Data Corruption
etcd has built in automated data corruption detection to prevent member state from diverging.
Enabling data corruption detection
Data corruption detection can be done using:
- Initial check, enabled with
--experimental-initial-corrupt-check
flag. - Periodic check of:
- Compacted revision hash, enabled with
--experimental-compact-hash-check-enabled
flag. - Latest revision hash, enabled with
--experimental-corrupt-check-time
flag.
- Compacted revision hash, enabled with
Initial check will be executed during bootstrap of etcd member. Member will compare its persistent state vs other members and exit if there is a mismatch.
Both periodic check will be executed by the cluster leader in a cluster that is already running. Leader will compare its persistent state vs other members and raise a CORRUPT ALARM if there is a mismatch. Both checks serve the same purpose, however they are both worth enabling to balance performance and time to detection.
- Compacted revision hash check - requires regular compaction, minimal performance cost, handles slow followers.
- Latest revision hash check - high performance cost, doesn’t handle slow followers or frequent compactions.

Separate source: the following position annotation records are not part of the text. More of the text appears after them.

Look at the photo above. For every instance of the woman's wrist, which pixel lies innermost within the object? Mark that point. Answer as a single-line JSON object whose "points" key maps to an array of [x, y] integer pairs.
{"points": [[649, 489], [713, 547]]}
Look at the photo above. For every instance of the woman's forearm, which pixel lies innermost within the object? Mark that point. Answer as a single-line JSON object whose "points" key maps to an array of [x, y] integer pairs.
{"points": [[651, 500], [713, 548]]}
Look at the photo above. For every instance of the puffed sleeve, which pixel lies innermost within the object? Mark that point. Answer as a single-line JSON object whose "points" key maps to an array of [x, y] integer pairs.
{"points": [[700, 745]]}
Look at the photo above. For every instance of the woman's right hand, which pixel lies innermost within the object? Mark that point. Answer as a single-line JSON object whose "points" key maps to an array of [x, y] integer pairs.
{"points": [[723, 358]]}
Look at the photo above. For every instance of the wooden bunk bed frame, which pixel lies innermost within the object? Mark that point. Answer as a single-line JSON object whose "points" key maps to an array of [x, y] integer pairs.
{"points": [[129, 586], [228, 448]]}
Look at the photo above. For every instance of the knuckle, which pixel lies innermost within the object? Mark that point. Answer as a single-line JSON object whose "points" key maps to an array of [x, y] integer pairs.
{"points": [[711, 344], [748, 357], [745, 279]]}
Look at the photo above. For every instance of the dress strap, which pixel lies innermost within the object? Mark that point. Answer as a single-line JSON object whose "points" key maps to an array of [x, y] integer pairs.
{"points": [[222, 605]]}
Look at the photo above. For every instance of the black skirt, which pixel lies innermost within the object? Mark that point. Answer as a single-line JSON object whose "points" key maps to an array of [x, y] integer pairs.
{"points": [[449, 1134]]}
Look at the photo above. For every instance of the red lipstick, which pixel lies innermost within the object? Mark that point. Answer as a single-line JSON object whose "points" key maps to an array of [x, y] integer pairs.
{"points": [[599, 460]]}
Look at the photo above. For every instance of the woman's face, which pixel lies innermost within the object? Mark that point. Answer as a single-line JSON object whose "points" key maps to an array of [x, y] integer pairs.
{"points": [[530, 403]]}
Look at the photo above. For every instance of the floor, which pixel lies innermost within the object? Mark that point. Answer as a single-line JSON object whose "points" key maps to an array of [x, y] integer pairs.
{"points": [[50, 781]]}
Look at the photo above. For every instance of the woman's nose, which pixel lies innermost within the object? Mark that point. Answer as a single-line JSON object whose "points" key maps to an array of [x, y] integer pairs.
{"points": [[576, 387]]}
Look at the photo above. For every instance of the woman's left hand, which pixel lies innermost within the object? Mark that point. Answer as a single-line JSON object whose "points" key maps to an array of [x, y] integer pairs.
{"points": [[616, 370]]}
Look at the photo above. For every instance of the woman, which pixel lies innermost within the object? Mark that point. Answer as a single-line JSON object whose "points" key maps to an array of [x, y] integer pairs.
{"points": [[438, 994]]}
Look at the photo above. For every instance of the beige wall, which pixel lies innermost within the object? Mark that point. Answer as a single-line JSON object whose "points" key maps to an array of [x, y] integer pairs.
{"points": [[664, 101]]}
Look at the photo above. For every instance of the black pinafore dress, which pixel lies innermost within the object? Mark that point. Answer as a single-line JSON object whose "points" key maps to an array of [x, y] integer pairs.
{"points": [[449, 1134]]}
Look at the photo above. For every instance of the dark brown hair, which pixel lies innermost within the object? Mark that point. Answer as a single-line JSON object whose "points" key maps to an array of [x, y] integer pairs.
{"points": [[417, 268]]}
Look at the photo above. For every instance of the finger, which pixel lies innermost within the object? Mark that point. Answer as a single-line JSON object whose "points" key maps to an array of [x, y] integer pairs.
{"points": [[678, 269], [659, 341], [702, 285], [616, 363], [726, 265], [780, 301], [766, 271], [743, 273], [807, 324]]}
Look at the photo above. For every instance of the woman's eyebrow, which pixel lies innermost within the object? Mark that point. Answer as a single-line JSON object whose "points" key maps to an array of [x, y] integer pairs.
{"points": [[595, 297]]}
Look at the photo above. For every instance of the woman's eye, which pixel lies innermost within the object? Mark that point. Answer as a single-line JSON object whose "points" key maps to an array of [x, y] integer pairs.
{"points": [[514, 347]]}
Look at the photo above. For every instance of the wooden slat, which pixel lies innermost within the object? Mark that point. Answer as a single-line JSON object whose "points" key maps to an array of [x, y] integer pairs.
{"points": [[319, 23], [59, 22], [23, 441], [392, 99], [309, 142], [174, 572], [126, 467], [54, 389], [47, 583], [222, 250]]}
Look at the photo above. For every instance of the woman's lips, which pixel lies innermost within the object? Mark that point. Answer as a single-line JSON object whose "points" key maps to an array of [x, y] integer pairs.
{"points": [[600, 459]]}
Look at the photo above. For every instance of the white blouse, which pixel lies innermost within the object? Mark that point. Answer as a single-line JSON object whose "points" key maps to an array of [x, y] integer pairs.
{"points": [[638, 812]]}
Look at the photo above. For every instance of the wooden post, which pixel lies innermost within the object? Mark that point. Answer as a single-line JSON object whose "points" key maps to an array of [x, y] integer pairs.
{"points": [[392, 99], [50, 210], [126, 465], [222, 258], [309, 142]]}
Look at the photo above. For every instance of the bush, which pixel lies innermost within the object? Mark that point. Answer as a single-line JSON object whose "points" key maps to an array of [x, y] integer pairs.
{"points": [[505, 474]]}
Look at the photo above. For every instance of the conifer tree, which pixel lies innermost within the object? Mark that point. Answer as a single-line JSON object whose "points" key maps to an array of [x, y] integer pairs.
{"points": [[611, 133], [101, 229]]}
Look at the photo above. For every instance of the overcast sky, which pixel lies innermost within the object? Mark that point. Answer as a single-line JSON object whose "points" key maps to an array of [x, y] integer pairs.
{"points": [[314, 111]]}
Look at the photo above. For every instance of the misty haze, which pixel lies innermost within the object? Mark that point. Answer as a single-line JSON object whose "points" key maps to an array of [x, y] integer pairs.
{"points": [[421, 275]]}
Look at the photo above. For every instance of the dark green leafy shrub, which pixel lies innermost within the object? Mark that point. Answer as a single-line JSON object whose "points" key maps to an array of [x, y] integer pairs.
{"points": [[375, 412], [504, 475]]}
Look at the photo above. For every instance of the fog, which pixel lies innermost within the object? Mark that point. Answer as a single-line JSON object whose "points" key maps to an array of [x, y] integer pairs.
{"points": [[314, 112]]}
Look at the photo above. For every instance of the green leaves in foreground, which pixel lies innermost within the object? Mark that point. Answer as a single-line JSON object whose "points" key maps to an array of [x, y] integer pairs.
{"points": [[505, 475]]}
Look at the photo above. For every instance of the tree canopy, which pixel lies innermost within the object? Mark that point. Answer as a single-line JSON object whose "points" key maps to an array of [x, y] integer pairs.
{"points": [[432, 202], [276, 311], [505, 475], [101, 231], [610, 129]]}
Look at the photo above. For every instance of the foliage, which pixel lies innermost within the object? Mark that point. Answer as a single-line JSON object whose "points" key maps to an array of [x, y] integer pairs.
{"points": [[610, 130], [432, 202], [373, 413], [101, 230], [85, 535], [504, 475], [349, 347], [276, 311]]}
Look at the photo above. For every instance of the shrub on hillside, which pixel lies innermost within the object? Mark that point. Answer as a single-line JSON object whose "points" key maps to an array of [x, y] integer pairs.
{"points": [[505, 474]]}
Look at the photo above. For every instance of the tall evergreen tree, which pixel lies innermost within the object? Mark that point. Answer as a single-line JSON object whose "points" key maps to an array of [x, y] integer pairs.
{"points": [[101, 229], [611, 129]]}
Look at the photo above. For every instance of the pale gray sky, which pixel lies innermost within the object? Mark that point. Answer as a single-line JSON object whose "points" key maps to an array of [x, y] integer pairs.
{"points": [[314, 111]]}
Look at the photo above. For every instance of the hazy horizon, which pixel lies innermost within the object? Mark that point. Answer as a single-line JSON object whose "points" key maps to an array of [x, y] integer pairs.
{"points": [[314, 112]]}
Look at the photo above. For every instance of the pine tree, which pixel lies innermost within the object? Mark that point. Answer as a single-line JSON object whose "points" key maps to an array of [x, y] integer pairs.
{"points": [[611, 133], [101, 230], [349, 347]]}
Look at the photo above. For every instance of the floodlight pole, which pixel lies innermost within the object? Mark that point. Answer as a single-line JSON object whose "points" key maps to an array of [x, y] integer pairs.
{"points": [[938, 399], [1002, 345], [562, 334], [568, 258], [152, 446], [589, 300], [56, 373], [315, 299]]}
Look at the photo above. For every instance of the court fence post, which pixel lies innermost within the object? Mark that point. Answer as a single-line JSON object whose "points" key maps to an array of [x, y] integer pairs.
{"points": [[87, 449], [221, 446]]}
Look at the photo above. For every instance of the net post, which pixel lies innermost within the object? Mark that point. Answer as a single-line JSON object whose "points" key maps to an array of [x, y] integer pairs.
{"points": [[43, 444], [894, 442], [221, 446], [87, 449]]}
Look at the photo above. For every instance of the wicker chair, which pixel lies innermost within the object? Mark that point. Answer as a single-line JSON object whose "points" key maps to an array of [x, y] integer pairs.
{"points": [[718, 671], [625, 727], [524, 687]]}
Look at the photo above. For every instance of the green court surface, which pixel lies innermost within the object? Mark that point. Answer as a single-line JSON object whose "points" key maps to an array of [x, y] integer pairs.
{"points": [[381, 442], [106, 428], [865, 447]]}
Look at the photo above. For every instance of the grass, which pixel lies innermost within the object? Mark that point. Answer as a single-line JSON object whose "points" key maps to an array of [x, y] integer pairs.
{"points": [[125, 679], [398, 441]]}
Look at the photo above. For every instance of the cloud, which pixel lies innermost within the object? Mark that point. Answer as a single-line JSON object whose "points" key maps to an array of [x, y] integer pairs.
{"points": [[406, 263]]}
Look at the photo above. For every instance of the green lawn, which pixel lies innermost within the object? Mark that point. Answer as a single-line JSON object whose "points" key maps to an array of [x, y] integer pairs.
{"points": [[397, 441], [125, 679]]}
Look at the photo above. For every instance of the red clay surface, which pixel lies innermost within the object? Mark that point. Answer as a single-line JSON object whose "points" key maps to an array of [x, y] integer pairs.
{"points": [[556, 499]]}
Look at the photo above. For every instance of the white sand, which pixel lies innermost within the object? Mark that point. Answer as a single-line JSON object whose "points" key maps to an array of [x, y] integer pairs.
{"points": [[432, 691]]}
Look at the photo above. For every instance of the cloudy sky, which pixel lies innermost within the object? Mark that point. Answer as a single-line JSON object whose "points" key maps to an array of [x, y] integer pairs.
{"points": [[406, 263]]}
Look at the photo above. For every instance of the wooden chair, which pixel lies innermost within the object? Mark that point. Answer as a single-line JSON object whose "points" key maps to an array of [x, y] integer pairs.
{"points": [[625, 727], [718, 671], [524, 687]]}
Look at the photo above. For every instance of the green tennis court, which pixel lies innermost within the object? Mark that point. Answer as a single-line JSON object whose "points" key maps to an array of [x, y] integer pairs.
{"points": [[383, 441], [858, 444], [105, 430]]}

Compacted revision hash check
When enabled using --experimental-compact-hash-check-enabled
flag, check will be executed once every minute.
This can be adjusted using --experimental-compact-hash-check-time
flag using format: 1m
- every minute, 1h
- evey hour.
This check extends compaction to also calculate checksum that can be compared between cluster members.
Doesn’t cause additional database scan making it very cheap, but requiring a regular compaction in cluster.
Latest revision hash check
Enabled using --experimental-corrupt-check-time
flag, requires providing an execution period in format: 1m
- every minute, 1h
- evey hour.
Recommended period is a couple of hours due to a high performance cost.
Running a check requires computing a checksum by scanning entire etcd content at given revision.
Restoring a corrupted member
There are three ways to restore a corrupted member:
- Purge member persistent state
- Replace member
- Restore whole cluster
After the corrupted member is restored, CORRUPT ALARM can be removed.
Purge member persistent state
Members state can be purged by:
- Stopping the etcd instance.
- Backing up etcd data directory.
- Moving out the
snap
subdirectory from the etcd data directory. - Starting
etcd
with--initial-cluster-state=existing
and cluster members listed in--initial-cluster
.
Etcd member is expected to download up-to-date snapshot from the leader.
Replace member
Member can be replaced by:
- Stopping the etcd instance.
- Backing up the etcd data directory.
- Removing the data directory.
- Removing the member from cluster by running
etcdctl member remove
. - Adding it back by running
etcdctl member add
- Starting
etcd
with--initial-cluster-state=existing
and cluster members listed in--initial-cluster
.
Restore whole cluster
Cluster can be restored by saving a snapshot from current leader and restoring it to all members.
Run etcdctl snapshot save
against the leader and follow restoring a cluster procedure.